城戸と付き合っていたあの頃、二人の誕生日の間を取って、毎年九月九日にこうしてお祝いをしていた。
私は音痴で、知らぬ間にマイナーコードを歌っちゃうタイプで……。
バカにする城戸に負けじと、毎年挫けずバースデーソングを歌い続けた。
「歌えない」
歌えるワケないじゃん。
「あっそ」
「いいから……早くロウソク消してよ」
「じゃーさ」
目の前の城戸の瞳に、心臓の鼓動がドクンと音を立てる。
「芹沢も一緒に消そ。
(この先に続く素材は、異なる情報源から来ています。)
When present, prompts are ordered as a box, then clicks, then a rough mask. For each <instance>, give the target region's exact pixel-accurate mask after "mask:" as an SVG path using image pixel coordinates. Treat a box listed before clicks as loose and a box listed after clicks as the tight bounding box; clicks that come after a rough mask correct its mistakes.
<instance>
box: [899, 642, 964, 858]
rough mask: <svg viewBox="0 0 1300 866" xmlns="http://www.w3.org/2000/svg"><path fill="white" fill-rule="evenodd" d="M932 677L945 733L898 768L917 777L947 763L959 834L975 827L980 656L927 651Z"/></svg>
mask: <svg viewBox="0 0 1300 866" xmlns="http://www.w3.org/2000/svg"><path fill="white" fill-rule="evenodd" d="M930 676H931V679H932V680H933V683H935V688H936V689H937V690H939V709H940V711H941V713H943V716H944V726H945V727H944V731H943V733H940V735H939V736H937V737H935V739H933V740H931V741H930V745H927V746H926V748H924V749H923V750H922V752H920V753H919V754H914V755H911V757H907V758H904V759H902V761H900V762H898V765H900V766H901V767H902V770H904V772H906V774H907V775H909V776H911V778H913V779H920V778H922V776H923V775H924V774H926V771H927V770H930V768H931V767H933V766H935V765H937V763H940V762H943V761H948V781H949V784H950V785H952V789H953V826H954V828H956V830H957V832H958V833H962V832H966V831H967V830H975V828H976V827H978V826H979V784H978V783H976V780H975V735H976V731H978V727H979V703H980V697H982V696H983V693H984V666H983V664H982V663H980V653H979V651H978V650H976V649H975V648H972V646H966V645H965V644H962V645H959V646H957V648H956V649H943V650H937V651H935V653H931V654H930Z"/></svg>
願い事、すんだろ?」
「……っ」
お願いだから、そんな事いちいち覚えてないで忘れてよ。
“ロウソク消しながら、願い事するんだよ!”
“あーっ! 待ってね!! まだ決まってないから!!”
なかなか願い事が決まらない私を見て、“欲張ってんじゃねーよ”って、城戸は笑って……。
だけどいつも――……。
「待っててやるから、ロウソクなくなる前に決めろよー?」
「……っ」
そうなんだ。
そう言って頬杖を付きながら、その綺麗な瞳を細めて、私を愛しそうに見つめるんだ。
昔と全然変わらないその瞳に、息が苦しくなって眩暈を覚える。
「決まった?」
忘れたいのに。
「……」
“忘れたい”?
私は本当に、忘れたいって思ってる?
わからないけど……。
「芹沢?」
「ごめん」
「……何で泣くんだよ」
だって、苦しいから。
胸が痛くて……苦しいからだよ、城戸。